A healthy and glowing skin is desired by all, but getting to a definitive derma solution for our skin care regimen can be a daunting task. For starters, the wide variety of skin care products in the market often leave us perplexed. Which one of the many should we choose? How long should we test a product before including it in our skincare regimen? Are we shelling out extra bucks when home remedy could work just as well?
The paradox of choice deepens further – TV commercials feature brand ambassadors endorsing luxury products, magazine ads bring in celebrities with flawless skin, and doctors might recommend pharmaceutical products for skin problems we hadn’t recognised before.
To clear some of the mist, we spoke to dermatologists on our platform and here’s what we learnt.
Broadly speaking, skincare products can be classified into four categories: cosmetics, cosmeceuticals, over-the-counter products and home remedies. The major difference between drugstore products, cosmetics, and cosmeceuticals is the strength and potency of the ingredients used. What would determine a right fit for your skin is the combined action of the active ingredients – the products you should choose are the ones that have the right ingredients in the right proportions for a specific skin type. Let’s explore each of these product types in more detail:
Cosmetics are the most commonly used products and can only be applied externally on one’s skin. They are incapable of penetrating the dermal-epidermal joining, which is the area between the epidermis and dermis. But they can clean, maintain, protect, make fragrant and improve the appearance of the skin. When it comes to cosmetics, it is easy to fall into marketing traps and buy something that may not suit your skin. One thus needs to be extra careful in testing and sampling cosmetics.
It is also important to bear in mind that cosmetics have negligible amounts of active ingredients. The presence of active ingredients hardly matches up to the scientifically proven levels so as to prove beneficial for the skin.
These products are widely available in department stores, salons and supermarkets, and are sold over the counter because they are considered safe. They only cause harm when used in excess or regularly over a period of time. Since cosmetics can’t seep through and access the deep layers of skin, they provide only temporary results and refresh the complexion for a few hours, after which the shine tends to wear off. Thus, cosmetics do not cause any structural changes, nor deliver long-lasting effects.
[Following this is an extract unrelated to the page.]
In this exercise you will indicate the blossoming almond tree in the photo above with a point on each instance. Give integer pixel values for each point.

Cosmeceuticals are a mix of cosmetics and pharmaceuticals. In contrast to cosmetic products, cosmeceuticals are capable of penetrating the epidermis. The active principles, present in them in large dollops, pass through the epidermis and reach deep within the dermis. The active ingredients need to be at the scientifically proven levels of concentrations to leave a positive impact on the skin. These are dermatologically tested and mild in nature. Also, they do not strip the skin of its natural oils. They are thus preferred over cosmetics.
Despite the presence of active ingredients, cosmeceuticals aren’t classified as drugs. They can help treat common skin ailments such as severe acne, re-hydrate the skin, diminish the appearance of aging and reduce the damage caused by sun, resulting in a healthy, glowing complexion. These products have been developed scientifically to produce long-lasting and noticeable corrections to the skin by making changes at the cellular level.
Over-the-counter / Drugstore Products
Most skin care products available in the market come within this category. The local drugstores, departmental stores and supermarkets are where these can be found commonly. Ranging from cheap to economical to costly, these over-the-counter (OTC) skincare products carry within them a similar concentration of ingredients. They are designed to address the popular skin concerns and do not contain active compounds. Instead, they have fragrances, preservatives, and inactive compounds. Many of the OTC products might claim to have peptides, vitamin C, retinol or antioxidants in them, but the concentration is so insignificant that it doesn’t make much of a difference to one’s skin. These are mild products meant to mainly soothe disorders and heal surface ailments of the skin. Some of the popular products in this category are those manufactured by Forest Essentials, Kama and Plum.
For routine skin care, home remedies present the most viable solution that work for different skin types. These remedies are considerably cost-effective, easily available, and have a higher credibility as they are passed down to us by the elders of our family. Items like Multani mitti, aloe vera and honey work well for oily skin, can treat acne to a large extent and soothe irritated skin. Nonetheless, home remedies too must be chosen with caution and care. For instance, using toothpaste or raw lemon juice frequently and in huge amounts can be too harsh on the skin and damage it altogether for weeks. It can cause erosion of the top layer of the skin, resulting in redness or rashes. Similarly, coconut oil is a comedogenic product – meaning it can clog one’s pores, leading to blackheads and whiteheads. Since the home remedies do not really have a scientific backing, there is no clarity on the duration and intensity of such treatments, because of which some of these can also cause irreversible harm.
Summing It Up
Proper skin care leads to positive treatment outcomes. However, for the right skincare regimen, one needs to be appropriately advised on drugstore, OTC or cosmeceutical products as erroneous usage can lead to unpleasant and unintended consequences, which might prove irreversible in certain cases. Consider getting an expert’s assessment of your skin type and suitable products for routine care and treatment of conditions, if any.